2 thoughts on “Madrid’s recent success over Barcelona owes a lot to rapid starts

  1. very good analysis, however, i think the last supercoppa game showed something a little different. madrid were clearly refining their barca-approach. If you noticed during mourinho’s first few classico adventures, they were headless wombats chasing after an ever-elusive ball. so what do they do? start pressing hard – which fine is difficult to sustain over the course of the game, but barca do it right? secondly, WITH the ball, they uncovered a dirty little drain in barca’s tiki taka keep through which the orcs (madrid) may invade. it’s the space left free of barca-presence as a consequence of their 3-man – HIGH up the pitch – pressing approach. It’s hard to exploit that space when you’re blocked off from 3 directions, BUT, they consistently would “chip” the ball over the oncoming pressers, leaving madrid with a ridiculous amount of space to exploit with their counters – which arguably, is what madrid tend to be one of the best in the world at. A little more fitness to sustain their pressing (madrid) game, and these “bypass” counters, and barca could find themselves in a massive pot of mashed potatoes when it comes to classicos.

    • Yes child. In the last Supercopa clash, it worked particularly well on the right-hand side of Barca’s defence in the first half-hour where Adriano frequently went missing to join the pressing triangle along with Pedro and one member of Barca’s midfield. Unfortunately for Barca, that left an ever-dangerous and alert Cristiano Ronaldo free on the left to pick off what remained of their defence.

      This is a problem that will present itself whether or not Madrid are pressing as frantically as they do in that first half-hour. Even if they are parking the bus/aeroplane rather than pressing, the threat remains that they win the ball near their penalty area, and find the free man with a lofted pass that their talented players are more than capable of pulling off consistently.

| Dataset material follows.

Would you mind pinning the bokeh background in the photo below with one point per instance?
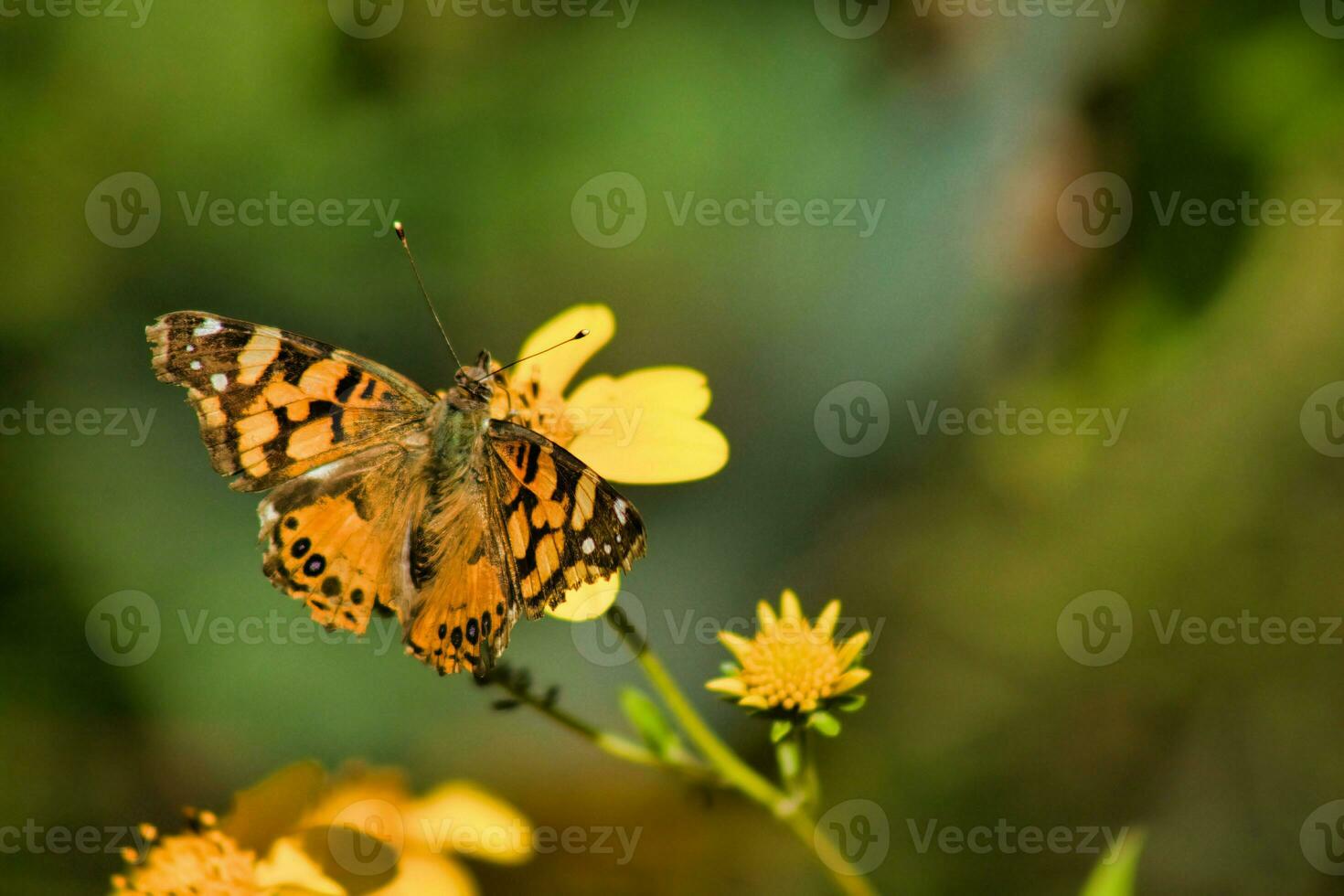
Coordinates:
(974, 289)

      As far as being able to press for ninety minutes goes, I think it’s beyond their lungs as – unlike in Barca’s case – they would not have long periods with the ball in which to take a breather. Not even Mourinho’s famed psyching-up of his players would fill them with enough adrenaline to last a mere minute beyond what they managed in that first half-hour against Barca without cramping on the pitch.